3. The decisions in other jurisdictions that have determined that the wilful, wanton or reckless standard of conduct is the appropriate standard of care for noncontact sports encompass a variety of activities from informal children's games to team sports. Some of the decisions rest on the concept that participants in such sports assume the risk of injury; that defense, however, was abolished in Massachusetts in 1973. See G.L. c. 231, § 85, as appearing in St.1973, c. 1123, § 1. However, most of those decisions also rely on the basic policy reasons underlying the Gauvin decision.See Jaworski v. Kiernan, 241 Conn. 399, 402, 696 A.2d 332 (1997) (participant in a co-ed recreational soccer match cannot recover for injuries sustained after opponent made contact with her during the course of play); Picou v. Hartford Ins. Co., 558 So.2d 787 (La.App.1990) (relief denied after player injured in a collision with an opponent during a softball game); Ritchie-Gamester v. Berkley, 461 Mich. 73, 87-89, 597 N.W.2d 517 (1999) (ice skater unable to recover damages after a twelve year old allegedly ran into her, knocking her to the ground and causing a serious knee injury); Ross v. Clouser, 637 S.W.2d 11, 13-14 (Mo.1982) (plaintiff denied damages after being knocked down during play in a softball game); Dotzler v. Tuttle, 234 Neb. 176, 179, 449 N.W.2d 774 (1990)(participant denied relief after being injured in a collision with another player during a “pick-up” basketball game); Crawn v. Campo, 136 N.J. 494, 503, 643 A.2d 600 (1994) (catcher unable to recover for injuries resulting from a collision at home plate during an informal softball game); Marchetti v. Kalish, 53 Ohio St.3d 95, 99-100, 559 N.E.2d 699 (1990) (child whose leg was broken in a game of “kick the can” cannot recover damages from playmate when she was unable to produce evidence that the other participant's actions were either “reckless” or “intentional”). See also Lilley v. Elk Grove Unified Sch. Dist., 68 Cal.App.4th 939, 943, 80 Cal.Rptr.2d 638 (1998) (wrestling); Bjork v. Mason, 77 Cal.App.4th 544, 549-550, 92 Cal.Rptr.2d 49 (2000); Pressler v. U., 70 Ohio App.3d 204, 206, 590 N.E.2d 873 (1990) (yachting). Contrast Zurla v. Hydel, 289 Ill.App.3d 215, 218-221, 224 Ill.Dec. 166, 681 N.E.2d 148 (1997) (court distinguished between contact and non-contact sports and ruled that golf was a noncontact sport subject to the ordinary negligence standard of conduct).

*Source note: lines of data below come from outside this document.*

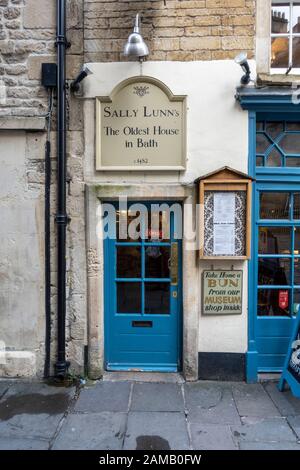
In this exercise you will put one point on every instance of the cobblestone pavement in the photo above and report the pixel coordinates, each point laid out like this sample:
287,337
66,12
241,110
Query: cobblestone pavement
138,415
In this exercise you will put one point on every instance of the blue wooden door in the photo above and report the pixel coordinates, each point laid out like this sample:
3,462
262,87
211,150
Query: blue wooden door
143,295
277,271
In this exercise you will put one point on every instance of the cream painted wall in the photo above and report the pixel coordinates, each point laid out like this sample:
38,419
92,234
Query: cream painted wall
217,135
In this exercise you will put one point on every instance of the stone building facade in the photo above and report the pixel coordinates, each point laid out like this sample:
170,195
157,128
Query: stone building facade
192,45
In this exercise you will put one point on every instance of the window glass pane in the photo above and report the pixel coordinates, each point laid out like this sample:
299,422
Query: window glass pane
296,18
290,143
259,161
262,143
275,158
273,302
274,240
128,297
274,129
297,272
292,126
296,206
280,53
157,298
280,17
296,52
273,272
157,261
297,240
129,261
293,161
274,205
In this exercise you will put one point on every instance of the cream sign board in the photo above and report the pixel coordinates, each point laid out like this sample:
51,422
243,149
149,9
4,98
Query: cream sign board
141,126
222,292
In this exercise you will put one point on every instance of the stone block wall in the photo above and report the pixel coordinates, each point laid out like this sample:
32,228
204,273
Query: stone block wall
174,29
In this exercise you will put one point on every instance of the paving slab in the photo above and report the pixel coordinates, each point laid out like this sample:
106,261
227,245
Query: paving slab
269,446
156,431
210,403
252,400
287,404
97,431
270,430
23,444
294,422
33,410
212,437
157,397
104,396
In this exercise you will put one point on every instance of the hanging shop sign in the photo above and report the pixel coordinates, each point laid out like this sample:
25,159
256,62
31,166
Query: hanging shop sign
141,126
225,228
222,292
291,370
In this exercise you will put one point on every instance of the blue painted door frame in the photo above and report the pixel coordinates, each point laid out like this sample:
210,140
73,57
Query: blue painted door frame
141,340
275,179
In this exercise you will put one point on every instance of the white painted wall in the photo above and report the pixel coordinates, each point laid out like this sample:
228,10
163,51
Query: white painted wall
21,262
217,135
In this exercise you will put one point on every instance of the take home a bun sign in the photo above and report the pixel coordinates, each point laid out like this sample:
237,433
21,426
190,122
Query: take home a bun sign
141,126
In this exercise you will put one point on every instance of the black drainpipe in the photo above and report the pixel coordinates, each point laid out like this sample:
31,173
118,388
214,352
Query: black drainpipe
61,366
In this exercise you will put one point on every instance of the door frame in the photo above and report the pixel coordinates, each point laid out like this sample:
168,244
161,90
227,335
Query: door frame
107,309
95,195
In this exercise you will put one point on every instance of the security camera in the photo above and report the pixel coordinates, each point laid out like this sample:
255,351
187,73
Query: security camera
84,72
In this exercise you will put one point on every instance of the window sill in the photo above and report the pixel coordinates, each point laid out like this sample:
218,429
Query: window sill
277,79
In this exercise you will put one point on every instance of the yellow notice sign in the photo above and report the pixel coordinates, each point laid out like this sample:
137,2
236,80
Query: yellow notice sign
222,292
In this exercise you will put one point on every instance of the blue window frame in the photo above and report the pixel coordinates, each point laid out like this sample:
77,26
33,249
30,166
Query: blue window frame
274,118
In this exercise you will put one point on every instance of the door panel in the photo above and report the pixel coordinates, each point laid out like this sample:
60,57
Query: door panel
142,303
276,273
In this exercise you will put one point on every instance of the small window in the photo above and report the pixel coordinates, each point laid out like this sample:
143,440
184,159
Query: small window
285,36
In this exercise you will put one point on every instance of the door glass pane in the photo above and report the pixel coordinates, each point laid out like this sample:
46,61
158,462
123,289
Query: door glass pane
296,212
129,261
273,302
275,240
130,225
157,261
280,53
158,226
290,143
296,306
275,158
280,18
297,272
274,271
293,161
274,205
296,51
157,298
128,297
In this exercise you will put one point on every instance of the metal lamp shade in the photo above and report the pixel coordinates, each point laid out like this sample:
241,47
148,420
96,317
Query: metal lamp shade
136,46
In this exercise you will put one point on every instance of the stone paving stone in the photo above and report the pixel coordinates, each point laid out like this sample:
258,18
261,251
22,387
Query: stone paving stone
294,422
269,446
270,430
22,444
210,403
97,431
212,437
33,410
156,431
287,404
157,397
252,400
105,396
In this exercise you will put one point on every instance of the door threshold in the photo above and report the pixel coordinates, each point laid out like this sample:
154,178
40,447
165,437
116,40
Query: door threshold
158,377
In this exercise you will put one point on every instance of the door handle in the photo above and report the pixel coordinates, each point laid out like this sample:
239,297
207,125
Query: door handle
174,264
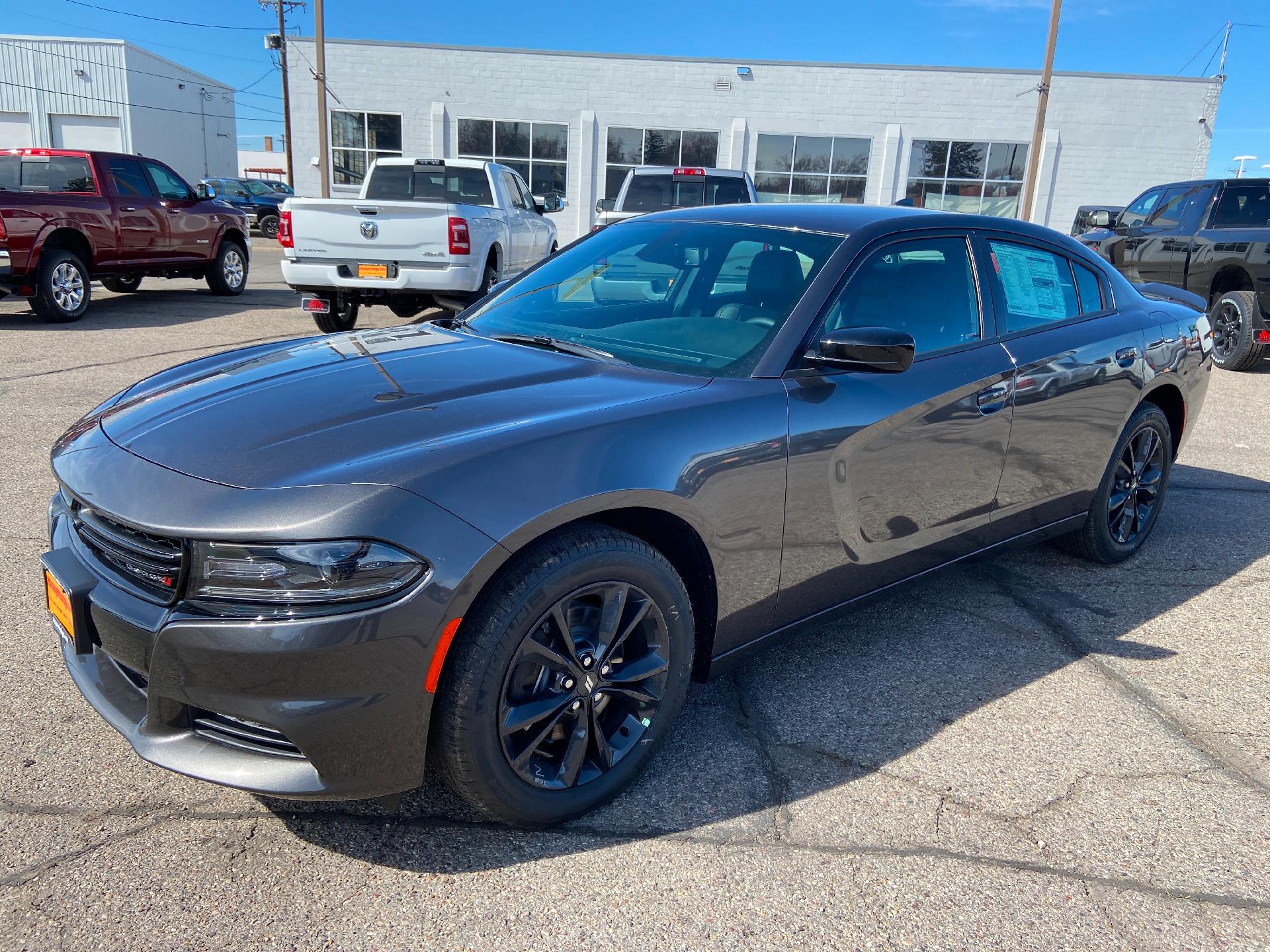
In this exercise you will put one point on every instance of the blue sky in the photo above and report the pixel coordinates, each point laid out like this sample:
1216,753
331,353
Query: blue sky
1108,36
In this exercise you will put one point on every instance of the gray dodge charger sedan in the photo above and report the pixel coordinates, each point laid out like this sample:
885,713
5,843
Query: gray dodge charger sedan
502,545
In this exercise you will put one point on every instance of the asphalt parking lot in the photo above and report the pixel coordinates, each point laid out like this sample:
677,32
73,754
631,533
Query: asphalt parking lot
1023,753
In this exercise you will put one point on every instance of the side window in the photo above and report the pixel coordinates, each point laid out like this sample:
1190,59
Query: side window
1090,287
513,193
1170,208
130,182
168,184
1143,206
1035,285
925,288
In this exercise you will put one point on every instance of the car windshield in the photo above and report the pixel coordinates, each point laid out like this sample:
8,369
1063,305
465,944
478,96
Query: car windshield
657,193
689,298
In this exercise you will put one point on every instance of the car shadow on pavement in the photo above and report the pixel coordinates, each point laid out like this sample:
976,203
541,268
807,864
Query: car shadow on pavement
826,715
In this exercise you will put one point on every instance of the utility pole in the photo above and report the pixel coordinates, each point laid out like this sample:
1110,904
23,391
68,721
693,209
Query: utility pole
284,7
323,153
1039,128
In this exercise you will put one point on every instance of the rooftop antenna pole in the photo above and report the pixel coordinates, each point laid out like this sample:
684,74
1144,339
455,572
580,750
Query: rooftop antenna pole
1039,128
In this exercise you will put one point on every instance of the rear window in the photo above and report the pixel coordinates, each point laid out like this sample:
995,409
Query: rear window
55,173
656,193
414,183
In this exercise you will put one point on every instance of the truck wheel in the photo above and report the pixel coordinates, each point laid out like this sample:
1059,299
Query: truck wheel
228,274
1234,347
122,285
342,317
62,288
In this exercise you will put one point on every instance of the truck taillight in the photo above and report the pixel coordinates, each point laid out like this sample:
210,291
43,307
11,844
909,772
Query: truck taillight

4. The defendant testified at deposition that he did not see the plaintiff. The plaintiff adopted this position in the proceedings below. Although in her appellate brief the plaintiff now argues that “the defendant could have and should have been able to see the plaintiff,” and casting aside the fact that this assertion is made for the first time on appeal, the plaintiff has offered no “countervailing materials” to rebut the defendant's deposition testimony. See Metropolitan Credit Union v. Matthes, 46 Mass.App.Ct. 326, 330, 706 N.E.2d 296 (1999).
5. The plaintiff's claim that there were genuine issues of material fact is without merit. She alleges in her brief-but not in her complaint-that she believes the defendant consumed alcohol before playing golf. However, there is no support in the record for this allegation. We have resolved the other claimed material facts in the plaintiff's favor and we hold that they do not change the result we have reached.